Sarah Palin is arguably the biggest rockstar in America at the moment. It might be easier to become a rockstar these days, but that doesn't detract from her accomplishment. This may not be true next month or next year, but the wheels of articles-and-hype continue to churn.

During the end of the 2008 election, when Obama's election appeared imminent, Sarah-as-identity finally eclipsed Sarah-as-politician. I'm not talking about the so-called scandals (shopping sprees, expensive hotels, etc.) - that's par for the course. Instead, our media outlets figured out that more viewers would rather watch Sarah address questions about Bristol and snow machines than discuss foreign policy.

Her heavy-handed foreign policy statements were bullet points compressed into bullet points. It was like launching Powerpoint to display a single slide. She only had a few major points, which fits in nicely with modern news reporting facilities. People still loved her grandstanding rhetoric of hard power, and especially its juxtaposition to Obama's nuanced wonkishness. Obama's oratory skills took on a throwback quality in an age of 140-chars-or-less-plz.

The thing I wish I could figure out is what exactly the point was where everyone's opinion became valid. This development has been (somewhat unfairly) tied to Oprah Winfrey, who underwent a transformation in the mid-90s from a talk show journalist into a feel-good juggernaut. Give the people what they want, and the people were tiring of the cheating spouses, transvestites, and druggie kids. People want uplifting, positive, "I'm a special snowflake" stories that they can take parts of and apply them to their own lives, not cast judgment on the lives of others. This is why I actually kinda like Oprah - who else can inspire soccer moms to read Tolstoy? Positive personal stories became cool again, and Oprah was there to slip our country a much needed Xanax.


Maybe this is a strawman argument, but Palin supporters seem to consider most any attack on Sarah unfair. This is what's wrong - everything can be justified if enough people feel the same way. No one should be forced to fail, and our current state of public discourse demands that coverage be balanced. (That's actually the bizarre development - things were not always this "fair," until Reagan's second-term focus on deregulation [w/r/t media and the FCC] and Clinton's Telecommunications Act of 1996.)

Palin's campaign was built for signing books.

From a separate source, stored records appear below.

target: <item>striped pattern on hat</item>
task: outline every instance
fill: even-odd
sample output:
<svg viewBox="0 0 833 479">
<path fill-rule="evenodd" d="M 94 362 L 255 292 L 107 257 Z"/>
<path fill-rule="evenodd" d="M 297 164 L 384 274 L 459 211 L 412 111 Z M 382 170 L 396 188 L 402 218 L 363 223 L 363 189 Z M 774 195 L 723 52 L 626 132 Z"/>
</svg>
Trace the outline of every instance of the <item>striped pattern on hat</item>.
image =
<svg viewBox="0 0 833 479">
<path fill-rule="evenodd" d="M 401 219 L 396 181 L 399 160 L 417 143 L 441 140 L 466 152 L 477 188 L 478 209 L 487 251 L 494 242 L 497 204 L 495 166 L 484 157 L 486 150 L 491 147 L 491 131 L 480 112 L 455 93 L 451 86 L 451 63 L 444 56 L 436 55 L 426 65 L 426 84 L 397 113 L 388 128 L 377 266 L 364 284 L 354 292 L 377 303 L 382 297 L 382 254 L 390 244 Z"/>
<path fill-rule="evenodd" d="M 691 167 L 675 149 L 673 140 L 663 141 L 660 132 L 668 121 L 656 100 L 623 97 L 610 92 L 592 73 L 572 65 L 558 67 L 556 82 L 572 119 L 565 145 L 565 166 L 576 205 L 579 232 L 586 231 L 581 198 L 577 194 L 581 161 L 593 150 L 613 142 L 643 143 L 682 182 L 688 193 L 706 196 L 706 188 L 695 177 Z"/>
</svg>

Think about what the act of book-signing entails - a supporter spends 10 dollars for 10 seconds to explain to Sarah why she is wonderful (one bullet point per customer!), then is cast aside, perhaps to be reincarnated as an insightful anecdote in the next book. Joe the Plumber is a special snowflake!

The YouTube videos of her supporters stumbling over their own words - they're entertaining, part of the spectacle - a vain attempt to define "foreign policy." It's little more than a demonstration that we are right, and they are wrong, and that's really all it aspires to. We can't believe "those people" also line up in polling places (let alone bookstores!) to make their voices heard. Our response is little more than passing the link around, and pretending to wonder where these people come from.


I was recently reading an article written a few years ago about Iraq's political climate. The author recalls a discussion with an Iraqi who thought the way American media portrays the conflict was incorrect, referring to the Sunni vs. Shia binary. He said the real problem is city vs. village - the villages and countryside are self-sufficient, distrustful of outsiders, and taken care of by those who naturally rise to power (for context, this of course refers to Saddam's mindset). Politics becomes simply a way to maintain and wield power.

By contrast, cities know less of this tribal loyalty. Living in close proximity and dependent upon outsiders for basic necessities, politics is a way of getting things accomplished. Cooperation and compromise is a requirement to getting things done, a display of collective self-interest, rather than a show of weakness as some would believe.

I'm not sure the Iraqi political conflict is so different from our own. We all expect different things from our leaders, and our leaders have differing thoughts on how they are supposed to act.

Sometimes I feel torn on which group has the least understanding of the human condition - Palin's supporters or her detractors. At least I got in a good laugh while pretending to figure it out.